The large amounts of cash available to SWFs have allowed them to play a major role in stabilising the global credit markets through their investments, which have seen over US$80 billion injected into major American investment banks. Additionally SWFs have continued to place funds into private equity, accounting for around 10% of investments globally. To the broader M&A sector, during January there were US$60 billion in global M&A transactions, approximately one-third of this was backed by direct and indirect SWF investment. This was inline with 35% of M&A transactions during 2007 being funded by SWFs.
The criticisms of SWFs are very similar to that of private equity in recent years, focused on lack of transparency and disclosure. Australia’s own Future Fund has been criticised for both of these reasons. However SWFs, raise an additional concern when they invest across boarders.

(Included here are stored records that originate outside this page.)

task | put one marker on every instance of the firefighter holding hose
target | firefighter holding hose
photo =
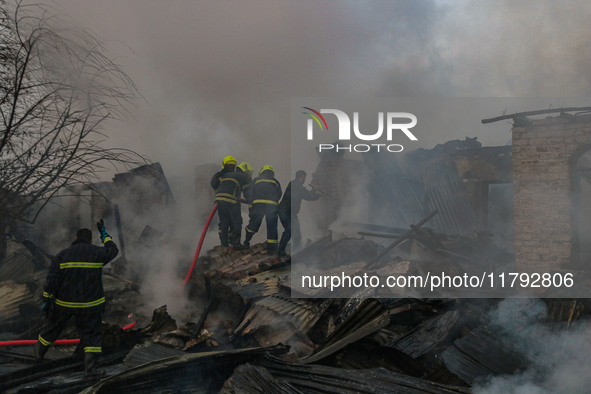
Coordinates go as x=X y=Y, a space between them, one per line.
x=263 y=195
x=74 y=287
x=228 y=184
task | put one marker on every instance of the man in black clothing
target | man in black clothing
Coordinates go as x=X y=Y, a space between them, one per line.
x=228 y=185
x=263 y=195
x=74 y=287
x=289 y=207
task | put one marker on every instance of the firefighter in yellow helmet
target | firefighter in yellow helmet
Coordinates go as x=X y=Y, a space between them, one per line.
x=264 y=194
x=228 y=185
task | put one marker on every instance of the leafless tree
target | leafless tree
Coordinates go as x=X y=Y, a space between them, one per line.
x=57 y=88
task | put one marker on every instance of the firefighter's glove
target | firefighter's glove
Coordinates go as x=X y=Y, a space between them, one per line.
x=47 y=306
x=102 y=231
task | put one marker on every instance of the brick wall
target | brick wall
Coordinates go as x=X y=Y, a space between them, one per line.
x=543 y=155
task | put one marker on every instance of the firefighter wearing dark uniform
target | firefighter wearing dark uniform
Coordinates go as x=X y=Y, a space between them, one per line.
x=264 y=194
x=74 y=287
x=289 y=207
x=228 y=185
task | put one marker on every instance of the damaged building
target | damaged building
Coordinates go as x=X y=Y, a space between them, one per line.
x=456 y=206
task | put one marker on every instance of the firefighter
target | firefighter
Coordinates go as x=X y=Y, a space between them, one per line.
x=74 y=287
x=228 y=185
x=288 y=210
x=264 y=195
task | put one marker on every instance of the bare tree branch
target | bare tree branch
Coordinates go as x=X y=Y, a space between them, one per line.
x=57 y=89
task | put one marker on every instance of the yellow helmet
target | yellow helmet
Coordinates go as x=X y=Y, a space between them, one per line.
x=266 y=167
x=229 y=160
x=247 y=168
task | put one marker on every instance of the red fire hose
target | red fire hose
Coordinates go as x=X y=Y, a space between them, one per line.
x=215 y=207
x=28 y=342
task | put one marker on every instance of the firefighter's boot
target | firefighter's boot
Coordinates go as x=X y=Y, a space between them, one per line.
x=40 y=350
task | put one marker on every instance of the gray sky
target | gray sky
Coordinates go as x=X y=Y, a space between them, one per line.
x=218 y=76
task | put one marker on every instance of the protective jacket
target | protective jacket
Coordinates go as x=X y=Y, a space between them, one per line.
x=228 y=185
x=75 y=277
x=264 y=189
x=293 y=196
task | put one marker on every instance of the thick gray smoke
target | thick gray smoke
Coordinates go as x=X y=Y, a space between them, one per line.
x=218 y=76
x=559 y=359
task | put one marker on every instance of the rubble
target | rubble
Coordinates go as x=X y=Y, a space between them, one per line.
x=246 y=328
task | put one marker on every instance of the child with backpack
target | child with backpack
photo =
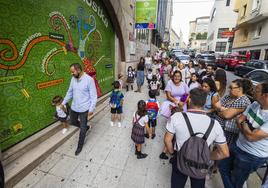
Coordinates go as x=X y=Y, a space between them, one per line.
x=149 y=75
x=130 y=78
x=62 y=112
x=152 y=107
x=140 y=122
x=121 y=81
x=154 y=85
x=116 y=103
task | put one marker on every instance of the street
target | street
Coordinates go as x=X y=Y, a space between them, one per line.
x=107 y=159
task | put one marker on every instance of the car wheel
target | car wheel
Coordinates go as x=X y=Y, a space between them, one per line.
x=236 y=72
x=226 y=67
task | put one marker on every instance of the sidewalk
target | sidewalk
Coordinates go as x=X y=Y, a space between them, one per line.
x=107 y=159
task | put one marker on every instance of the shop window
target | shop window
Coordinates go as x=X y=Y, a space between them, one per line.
x=213 y=15
x=221 y=46
x=266 y=55
x=228 y=2
x=245 y=35
x=220 y=31
x=255 y=54
x=244 y=11
x=255 y=4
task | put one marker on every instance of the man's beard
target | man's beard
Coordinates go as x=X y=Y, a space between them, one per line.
x=76 y=76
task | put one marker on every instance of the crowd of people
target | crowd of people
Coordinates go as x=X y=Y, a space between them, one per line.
x=238 y=139
x=207 y=128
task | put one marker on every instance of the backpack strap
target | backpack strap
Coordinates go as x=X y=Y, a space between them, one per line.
x=136 y=119
x=188 y=123
x=212 y=121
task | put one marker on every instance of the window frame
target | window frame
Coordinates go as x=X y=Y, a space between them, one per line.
x=222 y=47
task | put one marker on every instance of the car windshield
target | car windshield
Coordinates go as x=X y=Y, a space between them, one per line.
x=209 y=57
x=240 y=58
x=184 y=57
x=178 y=53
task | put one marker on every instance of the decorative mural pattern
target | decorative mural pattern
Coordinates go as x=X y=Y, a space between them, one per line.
x=38 y=42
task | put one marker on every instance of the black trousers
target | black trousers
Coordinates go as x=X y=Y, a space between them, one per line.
x=82 y=124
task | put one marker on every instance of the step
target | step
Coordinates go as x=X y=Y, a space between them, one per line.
x=21 y=159
x=18 y=169
x=19 y=149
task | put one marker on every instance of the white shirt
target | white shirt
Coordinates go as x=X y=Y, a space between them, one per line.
x=148 y=60
x=177 y=125
x=60 y=112
x=150 y=76
x=83 y=92
x=143 y=121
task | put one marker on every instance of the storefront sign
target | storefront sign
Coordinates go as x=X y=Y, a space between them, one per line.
x=226 y=34
x=146 y=14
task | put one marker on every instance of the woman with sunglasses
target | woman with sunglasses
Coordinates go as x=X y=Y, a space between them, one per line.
x=232 y=105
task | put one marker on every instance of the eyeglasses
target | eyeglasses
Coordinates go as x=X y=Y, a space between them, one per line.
x=233 y=87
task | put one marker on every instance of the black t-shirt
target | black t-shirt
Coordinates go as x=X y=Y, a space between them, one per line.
x=140 y=67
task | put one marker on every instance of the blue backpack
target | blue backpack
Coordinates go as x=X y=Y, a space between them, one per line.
x=115 y=99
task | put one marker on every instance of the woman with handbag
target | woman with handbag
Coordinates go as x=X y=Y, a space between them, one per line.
x=231 y=106
x=140 y=122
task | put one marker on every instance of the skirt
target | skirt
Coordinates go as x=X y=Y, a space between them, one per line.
x=137 y=134
x=140 y=78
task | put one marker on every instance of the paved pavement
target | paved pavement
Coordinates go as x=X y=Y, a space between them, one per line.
x=107 y=159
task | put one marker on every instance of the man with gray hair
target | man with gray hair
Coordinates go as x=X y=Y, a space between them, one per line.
x=83 y=93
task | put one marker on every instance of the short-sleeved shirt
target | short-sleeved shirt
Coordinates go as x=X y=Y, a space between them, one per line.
x=143 y=121
x=200 y=123
x=177 y=91
x=60 y=112
x=194 y=85
x=258 y=118
x=228 y=102
x=208 y=104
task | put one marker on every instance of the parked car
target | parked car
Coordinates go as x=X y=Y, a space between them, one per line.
x=250 y=66
x=184 y=59
x=2 y=177
x=257 y=76
x=229 y=62
x=206 y=58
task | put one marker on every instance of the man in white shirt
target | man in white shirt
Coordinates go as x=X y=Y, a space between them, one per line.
x=148 y=62
x=200 y=123
x=82 y=91
x=250 y=151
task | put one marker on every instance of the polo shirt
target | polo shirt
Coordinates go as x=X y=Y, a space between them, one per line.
x=258 y=119
x=200 y=123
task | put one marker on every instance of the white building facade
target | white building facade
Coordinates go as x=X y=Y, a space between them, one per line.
x=222 y=18
x=198 y=33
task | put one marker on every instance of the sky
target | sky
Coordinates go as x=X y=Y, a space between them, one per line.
x=185 y=11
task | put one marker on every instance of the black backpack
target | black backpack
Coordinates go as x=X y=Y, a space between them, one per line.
x=193 y=158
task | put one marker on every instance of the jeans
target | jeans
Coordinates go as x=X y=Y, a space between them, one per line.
x=236 y=169
x=178 y=179
x=82 y=124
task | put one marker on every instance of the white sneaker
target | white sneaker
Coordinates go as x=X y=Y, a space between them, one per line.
x=119 y=124
x=64 y=130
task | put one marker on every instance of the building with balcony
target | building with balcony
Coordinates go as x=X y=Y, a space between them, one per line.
x=222 y=19
x=252 y=28
x=198 y=33
x=175 y=41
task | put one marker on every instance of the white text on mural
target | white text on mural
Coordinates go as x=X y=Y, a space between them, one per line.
x=98 y=10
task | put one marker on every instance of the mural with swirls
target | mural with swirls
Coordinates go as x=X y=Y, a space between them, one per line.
x=38 y=42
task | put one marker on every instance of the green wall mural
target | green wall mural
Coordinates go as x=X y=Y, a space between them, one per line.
x=39 y=39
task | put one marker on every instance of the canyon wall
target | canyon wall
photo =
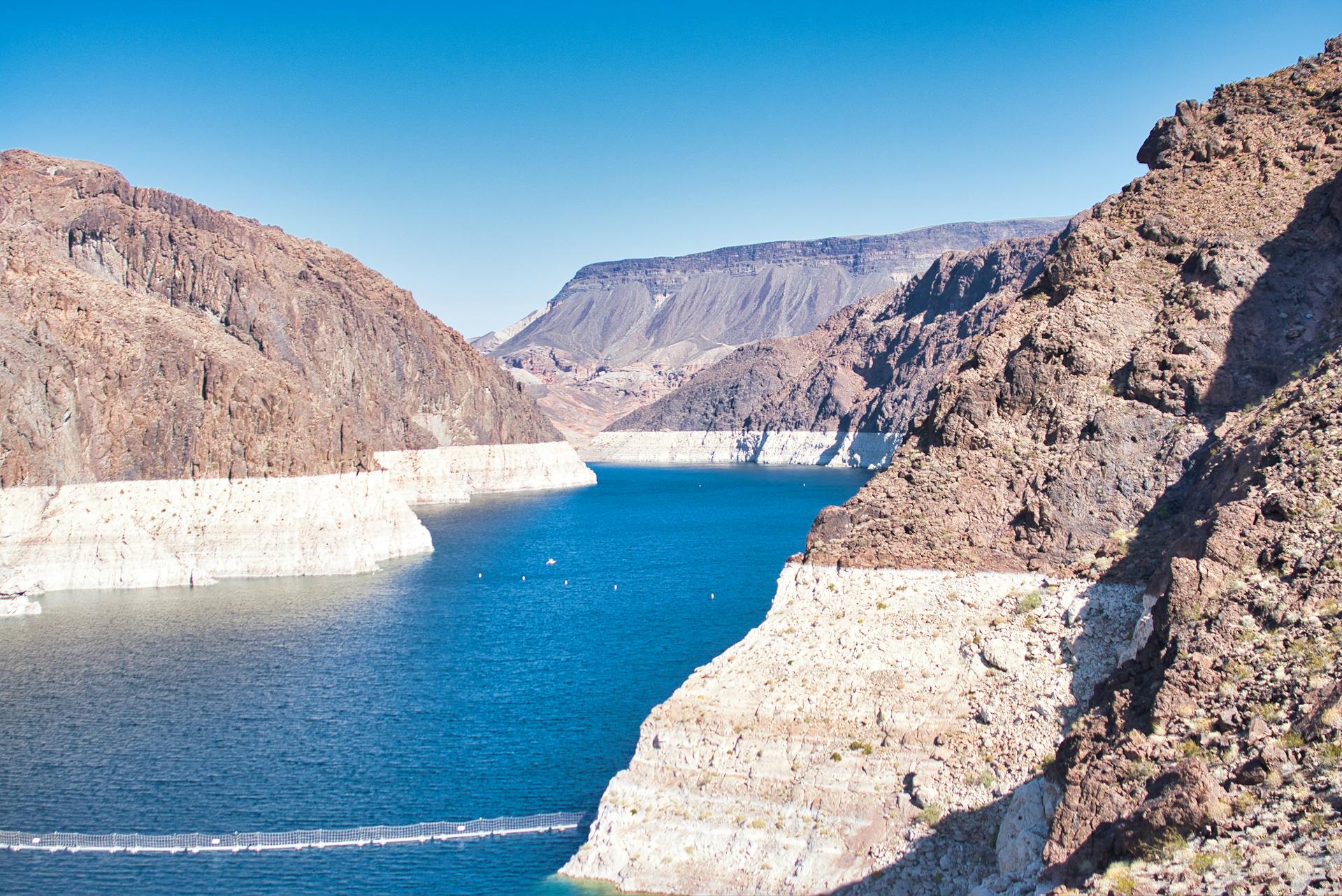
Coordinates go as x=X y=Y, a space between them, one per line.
x=1158 y=416
x=621 y=334
x=869 y=449
x=188 y=395
x=863 y=376
x=150 y=337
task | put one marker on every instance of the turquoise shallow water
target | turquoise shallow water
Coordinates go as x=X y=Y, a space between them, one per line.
x=440 y=688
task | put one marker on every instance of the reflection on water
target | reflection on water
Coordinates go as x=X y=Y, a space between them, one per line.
x=443 y=687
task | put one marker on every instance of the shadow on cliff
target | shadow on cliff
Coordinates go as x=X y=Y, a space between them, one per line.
x=958 y=840
x=1280 y=331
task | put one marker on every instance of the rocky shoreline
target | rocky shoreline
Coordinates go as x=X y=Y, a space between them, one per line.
x=194 y=531
x=869 y=449
x=870 y=731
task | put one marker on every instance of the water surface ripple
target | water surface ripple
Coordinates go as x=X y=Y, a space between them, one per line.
x=445 y=687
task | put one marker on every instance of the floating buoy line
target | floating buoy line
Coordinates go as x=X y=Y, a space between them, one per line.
x=308 y=839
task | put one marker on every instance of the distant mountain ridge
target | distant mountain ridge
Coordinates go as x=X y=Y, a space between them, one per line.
x=621 y=334
x=869 y=368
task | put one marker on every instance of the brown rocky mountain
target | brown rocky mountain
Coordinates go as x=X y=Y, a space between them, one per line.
x=869 y=368
x=147 y=337
x=1164 y=410
x=621 y=334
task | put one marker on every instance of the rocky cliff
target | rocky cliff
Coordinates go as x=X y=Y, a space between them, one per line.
x=621 y=334
x=869 y=369
x=1160 y=412
x=187 y=395
x=150 y=337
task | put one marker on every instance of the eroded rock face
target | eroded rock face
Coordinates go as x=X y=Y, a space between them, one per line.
x=870 y=368
x=1193 y=293
x=621 y=334
x=858 y=734
x=148 y=337
x=1164 y=410
x=1167 y=410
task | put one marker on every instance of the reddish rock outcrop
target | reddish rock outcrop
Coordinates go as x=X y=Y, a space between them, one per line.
x=145 y=337
x=1191 y=294
x=1167 y=408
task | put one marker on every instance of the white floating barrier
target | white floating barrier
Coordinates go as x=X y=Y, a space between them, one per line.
x=316 y=837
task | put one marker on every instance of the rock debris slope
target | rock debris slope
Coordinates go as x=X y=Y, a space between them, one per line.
x=1160 y=414
x=235 y=382
x=621 y=334
x=869 y=369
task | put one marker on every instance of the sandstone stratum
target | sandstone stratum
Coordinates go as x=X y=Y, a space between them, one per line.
x=187 y=393
x=621 y=334
x=1157 y=414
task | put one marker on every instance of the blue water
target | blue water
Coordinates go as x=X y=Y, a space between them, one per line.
x=440 y=688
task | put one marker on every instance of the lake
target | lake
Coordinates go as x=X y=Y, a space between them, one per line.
x=445 y=687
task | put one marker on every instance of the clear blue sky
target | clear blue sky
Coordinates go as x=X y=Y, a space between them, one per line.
x=479 y=156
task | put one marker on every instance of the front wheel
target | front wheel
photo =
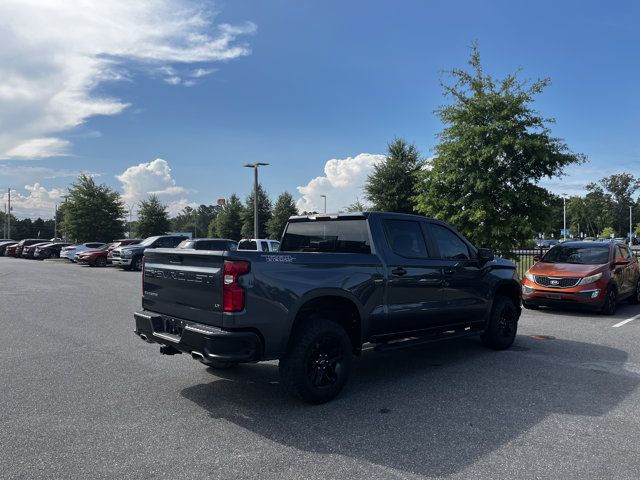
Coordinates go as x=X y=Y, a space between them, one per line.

While it is clear the purpose of a buyout firm is financial gain, concern has risen that SWFs have other ulterior motives in their investments.
In response to this Australia established six principles that will be looked at when a SWF investment takes place. (See AVCAL article ‘Sovereign funds cashed up and spending’ AVCAL article) Likewise the US treasury has established principles with Singapore and Abu Dhabi for their SWFs to adhere to when investing. The basis is that they are investing on a commercial basis, with strong governance structures and offer compliance with host country regulation. In return the US will not put up any protectionist barriers.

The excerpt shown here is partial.